There are different forms of exit strategies that investors and entrepreneurs to plan out in order to get that return of investment.
1. Initial Public Offer
For startup businesses, an exit strategy could be the Initial Public Offer (IPO) wherein a part of the business is sold to the public in the form of shares. This way, entrepreneurs are reimbursing investors within their own startup. Aside from that, the business gets more access to liquidity for investors and more chances to acquire other companies.

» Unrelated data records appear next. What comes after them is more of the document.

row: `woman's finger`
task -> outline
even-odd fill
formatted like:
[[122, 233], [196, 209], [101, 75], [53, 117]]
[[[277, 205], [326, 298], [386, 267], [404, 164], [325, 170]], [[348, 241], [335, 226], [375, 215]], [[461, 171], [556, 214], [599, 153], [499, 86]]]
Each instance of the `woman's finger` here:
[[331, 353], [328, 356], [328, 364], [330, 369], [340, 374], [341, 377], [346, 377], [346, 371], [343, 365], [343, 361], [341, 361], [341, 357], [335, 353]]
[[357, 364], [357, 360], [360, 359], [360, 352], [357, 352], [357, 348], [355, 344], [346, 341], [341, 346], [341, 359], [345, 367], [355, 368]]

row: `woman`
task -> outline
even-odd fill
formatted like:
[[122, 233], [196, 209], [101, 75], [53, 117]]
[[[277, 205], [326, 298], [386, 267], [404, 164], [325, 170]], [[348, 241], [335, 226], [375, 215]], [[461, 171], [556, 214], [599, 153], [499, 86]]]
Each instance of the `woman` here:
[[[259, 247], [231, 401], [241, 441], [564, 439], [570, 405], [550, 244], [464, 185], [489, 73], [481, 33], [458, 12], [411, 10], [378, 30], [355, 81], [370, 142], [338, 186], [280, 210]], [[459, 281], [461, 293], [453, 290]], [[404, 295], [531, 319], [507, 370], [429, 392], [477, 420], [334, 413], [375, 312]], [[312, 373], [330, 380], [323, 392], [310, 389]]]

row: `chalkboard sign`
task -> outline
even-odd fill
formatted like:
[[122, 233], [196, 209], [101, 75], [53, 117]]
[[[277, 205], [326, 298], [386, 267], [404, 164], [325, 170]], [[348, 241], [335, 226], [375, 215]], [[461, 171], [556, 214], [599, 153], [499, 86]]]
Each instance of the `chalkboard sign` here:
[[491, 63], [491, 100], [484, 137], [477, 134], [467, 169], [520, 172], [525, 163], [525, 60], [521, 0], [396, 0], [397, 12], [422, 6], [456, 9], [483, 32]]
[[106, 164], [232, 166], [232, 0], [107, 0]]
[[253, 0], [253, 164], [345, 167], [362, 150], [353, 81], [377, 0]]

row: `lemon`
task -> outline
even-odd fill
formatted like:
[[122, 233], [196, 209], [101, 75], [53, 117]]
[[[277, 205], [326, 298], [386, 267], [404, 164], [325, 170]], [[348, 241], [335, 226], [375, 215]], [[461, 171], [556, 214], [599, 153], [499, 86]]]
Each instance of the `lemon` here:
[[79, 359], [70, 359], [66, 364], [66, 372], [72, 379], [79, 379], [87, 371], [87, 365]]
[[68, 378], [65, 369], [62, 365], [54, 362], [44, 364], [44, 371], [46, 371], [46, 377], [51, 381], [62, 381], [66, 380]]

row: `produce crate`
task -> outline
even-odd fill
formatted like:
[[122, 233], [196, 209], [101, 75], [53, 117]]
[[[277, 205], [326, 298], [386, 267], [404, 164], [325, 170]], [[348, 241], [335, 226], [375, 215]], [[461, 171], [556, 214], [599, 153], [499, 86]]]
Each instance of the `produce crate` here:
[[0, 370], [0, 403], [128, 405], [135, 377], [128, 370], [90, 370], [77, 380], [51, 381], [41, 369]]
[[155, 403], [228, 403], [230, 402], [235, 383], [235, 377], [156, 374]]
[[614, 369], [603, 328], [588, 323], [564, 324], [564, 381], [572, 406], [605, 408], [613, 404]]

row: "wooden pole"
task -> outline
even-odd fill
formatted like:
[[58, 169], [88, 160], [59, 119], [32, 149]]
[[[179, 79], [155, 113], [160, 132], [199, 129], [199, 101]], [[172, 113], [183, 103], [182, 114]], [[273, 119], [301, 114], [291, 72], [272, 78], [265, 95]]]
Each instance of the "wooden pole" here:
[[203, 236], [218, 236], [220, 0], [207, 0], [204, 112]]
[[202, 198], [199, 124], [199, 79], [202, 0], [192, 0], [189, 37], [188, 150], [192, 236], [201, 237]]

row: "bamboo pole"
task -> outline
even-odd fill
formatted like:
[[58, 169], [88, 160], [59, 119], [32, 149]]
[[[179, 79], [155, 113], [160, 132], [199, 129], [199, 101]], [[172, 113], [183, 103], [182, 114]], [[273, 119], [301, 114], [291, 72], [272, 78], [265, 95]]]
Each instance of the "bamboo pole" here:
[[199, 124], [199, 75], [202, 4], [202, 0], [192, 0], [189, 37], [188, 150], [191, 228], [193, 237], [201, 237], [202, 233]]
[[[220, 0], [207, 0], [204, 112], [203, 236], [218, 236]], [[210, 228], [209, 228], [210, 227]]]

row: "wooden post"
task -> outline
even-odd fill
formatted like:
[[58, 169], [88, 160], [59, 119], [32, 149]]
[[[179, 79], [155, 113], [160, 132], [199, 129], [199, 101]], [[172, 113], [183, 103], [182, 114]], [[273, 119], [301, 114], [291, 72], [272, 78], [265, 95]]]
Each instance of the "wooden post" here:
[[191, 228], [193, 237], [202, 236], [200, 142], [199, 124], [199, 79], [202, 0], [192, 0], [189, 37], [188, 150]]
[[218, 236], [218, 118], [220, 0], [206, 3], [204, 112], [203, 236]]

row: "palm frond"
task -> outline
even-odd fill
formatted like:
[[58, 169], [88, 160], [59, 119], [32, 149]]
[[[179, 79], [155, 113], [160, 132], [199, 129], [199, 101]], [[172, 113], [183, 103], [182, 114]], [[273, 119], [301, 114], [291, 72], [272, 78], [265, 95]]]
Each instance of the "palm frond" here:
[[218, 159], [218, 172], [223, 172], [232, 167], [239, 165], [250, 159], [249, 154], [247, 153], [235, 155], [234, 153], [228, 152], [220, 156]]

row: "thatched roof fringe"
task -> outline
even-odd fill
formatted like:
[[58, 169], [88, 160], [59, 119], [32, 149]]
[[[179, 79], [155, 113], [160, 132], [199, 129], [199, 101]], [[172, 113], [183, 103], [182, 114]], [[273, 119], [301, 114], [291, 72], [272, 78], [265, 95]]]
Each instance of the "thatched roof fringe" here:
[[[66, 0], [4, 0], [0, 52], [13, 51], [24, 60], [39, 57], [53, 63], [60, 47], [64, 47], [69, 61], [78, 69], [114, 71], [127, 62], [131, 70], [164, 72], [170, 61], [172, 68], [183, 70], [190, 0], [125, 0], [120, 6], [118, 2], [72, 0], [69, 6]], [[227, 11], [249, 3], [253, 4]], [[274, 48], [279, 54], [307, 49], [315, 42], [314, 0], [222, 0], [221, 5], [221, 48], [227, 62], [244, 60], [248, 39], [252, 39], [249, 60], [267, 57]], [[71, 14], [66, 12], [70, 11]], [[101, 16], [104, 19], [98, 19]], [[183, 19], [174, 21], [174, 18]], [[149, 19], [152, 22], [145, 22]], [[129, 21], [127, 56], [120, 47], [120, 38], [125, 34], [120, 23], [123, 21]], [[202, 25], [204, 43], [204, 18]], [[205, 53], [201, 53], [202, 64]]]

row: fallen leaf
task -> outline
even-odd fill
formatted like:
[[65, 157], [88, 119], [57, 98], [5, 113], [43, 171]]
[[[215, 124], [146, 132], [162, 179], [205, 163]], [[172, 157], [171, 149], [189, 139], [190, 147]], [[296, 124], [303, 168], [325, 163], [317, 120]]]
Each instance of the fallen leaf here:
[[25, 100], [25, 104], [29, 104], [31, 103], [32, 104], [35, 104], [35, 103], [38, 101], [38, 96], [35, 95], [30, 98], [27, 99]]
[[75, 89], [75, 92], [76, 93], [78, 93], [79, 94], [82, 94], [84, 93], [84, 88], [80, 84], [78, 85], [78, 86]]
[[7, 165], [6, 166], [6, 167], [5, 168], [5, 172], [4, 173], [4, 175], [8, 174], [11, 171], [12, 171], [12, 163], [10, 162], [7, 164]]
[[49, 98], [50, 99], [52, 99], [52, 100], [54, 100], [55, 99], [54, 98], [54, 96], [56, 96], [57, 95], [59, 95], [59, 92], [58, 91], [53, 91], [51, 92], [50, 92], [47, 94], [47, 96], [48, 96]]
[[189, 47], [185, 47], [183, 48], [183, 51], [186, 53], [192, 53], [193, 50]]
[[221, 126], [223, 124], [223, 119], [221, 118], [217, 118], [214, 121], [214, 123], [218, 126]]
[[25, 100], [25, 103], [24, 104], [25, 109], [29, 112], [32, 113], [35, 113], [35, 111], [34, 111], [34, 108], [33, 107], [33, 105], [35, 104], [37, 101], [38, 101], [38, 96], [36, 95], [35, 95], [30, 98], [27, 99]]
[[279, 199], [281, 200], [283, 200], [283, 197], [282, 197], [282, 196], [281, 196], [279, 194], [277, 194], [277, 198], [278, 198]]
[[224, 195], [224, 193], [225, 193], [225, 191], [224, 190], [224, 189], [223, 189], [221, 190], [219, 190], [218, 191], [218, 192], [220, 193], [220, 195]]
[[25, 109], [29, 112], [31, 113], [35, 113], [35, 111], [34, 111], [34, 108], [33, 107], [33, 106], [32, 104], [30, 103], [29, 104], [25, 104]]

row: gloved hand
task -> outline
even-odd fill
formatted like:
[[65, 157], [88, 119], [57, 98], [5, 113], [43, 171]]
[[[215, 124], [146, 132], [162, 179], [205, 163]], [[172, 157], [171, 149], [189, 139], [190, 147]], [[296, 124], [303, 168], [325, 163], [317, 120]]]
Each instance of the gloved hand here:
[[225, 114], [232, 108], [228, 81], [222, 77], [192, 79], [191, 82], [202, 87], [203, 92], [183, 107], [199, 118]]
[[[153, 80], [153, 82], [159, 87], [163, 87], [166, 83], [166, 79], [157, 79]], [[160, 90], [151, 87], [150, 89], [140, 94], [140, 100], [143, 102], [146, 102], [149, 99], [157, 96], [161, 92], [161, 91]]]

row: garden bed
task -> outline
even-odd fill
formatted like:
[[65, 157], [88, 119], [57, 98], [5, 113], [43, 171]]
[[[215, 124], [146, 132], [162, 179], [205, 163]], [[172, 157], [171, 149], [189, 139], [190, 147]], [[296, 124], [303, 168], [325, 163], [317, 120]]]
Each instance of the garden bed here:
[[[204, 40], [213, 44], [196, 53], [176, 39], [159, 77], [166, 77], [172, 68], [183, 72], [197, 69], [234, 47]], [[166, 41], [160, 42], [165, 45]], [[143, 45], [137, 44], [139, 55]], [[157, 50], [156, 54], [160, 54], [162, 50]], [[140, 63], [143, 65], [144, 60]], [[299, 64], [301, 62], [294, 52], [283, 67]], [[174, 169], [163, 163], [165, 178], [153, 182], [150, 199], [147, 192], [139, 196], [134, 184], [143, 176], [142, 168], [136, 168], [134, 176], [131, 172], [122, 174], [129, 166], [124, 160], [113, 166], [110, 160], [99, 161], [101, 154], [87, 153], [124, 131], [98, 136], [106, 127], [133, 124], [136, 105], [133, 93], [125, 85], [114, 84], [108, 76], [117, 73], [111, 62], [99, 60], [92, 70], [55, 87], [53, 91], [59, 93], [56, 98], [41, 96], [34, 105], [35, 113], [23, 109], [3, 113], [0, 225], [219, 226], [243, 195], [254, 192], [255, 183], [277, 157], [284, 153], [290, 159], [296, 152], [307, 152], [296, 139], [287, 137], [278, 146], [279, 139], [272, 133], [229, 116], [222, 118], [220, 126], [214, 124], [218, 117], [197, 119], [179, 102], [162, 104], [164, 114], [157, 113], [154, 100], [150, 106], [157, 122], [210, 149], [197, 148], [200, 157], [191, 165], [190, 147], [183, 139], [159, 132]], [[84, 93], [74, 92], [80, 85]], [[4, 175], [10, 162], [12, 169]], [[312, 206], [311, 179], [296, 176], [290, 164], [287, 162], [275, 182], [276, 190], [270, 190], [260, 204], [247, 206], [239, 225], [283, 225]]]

2. Mergers and Acquisitions
Startups can do well with exercising the option to merge with another company if problems with cash flow or liquidity arise. With mergers and acquisitions, the new business stays afloat and provides security among investors.
3. Private Offerings
Another exit strategy is to conduct a private offering of the business’ shares to individuals or a select group of investors to raise funds, which is more cost effective because brokers are not required. This can be done with crowdfunding websites and real estate. The private offering is not registered with Companies House, and are exempt from required reporting arrangements and allows for existing shareholders to be bought out in a new fundraiser round.
4. Cash Cow
Cash cows are firms that can command a high market share in an industry dominated by low growth. They are able to sustain enough capital to stay afloat and have increased profits over the years to pay dividends to investors and shareholders by cashing in on their products.
5. Regulation A+
Regulation A+ is similar to IPO. The business owner can put your startup company on an exchange after qualifying. The entrepreneur can benefit from raising money and conforming to particular stipulations laid down by the Companies House without having to publish accounts publicly or file other mandatory paper works that would be required of an IPO.
6. Venture Capital
A good way to secure investors is to keep the cash rolling into the startup. Often, a venture capitalist would invest large sums of money into businesses and startups that are deemed worthy of note. Although this takes time for the investment to mature, it is able to provide a steady source of cash to create more investments, expand development, and attract other wealthy investors who see the potential for high returns in the future. More real estate crowdfunding companies are going into venture capital.
In conclusion, any investor will want the assurance that they will get their money back. Startup businesses need to have an exit strategy to motivate investors to cash in on their investments.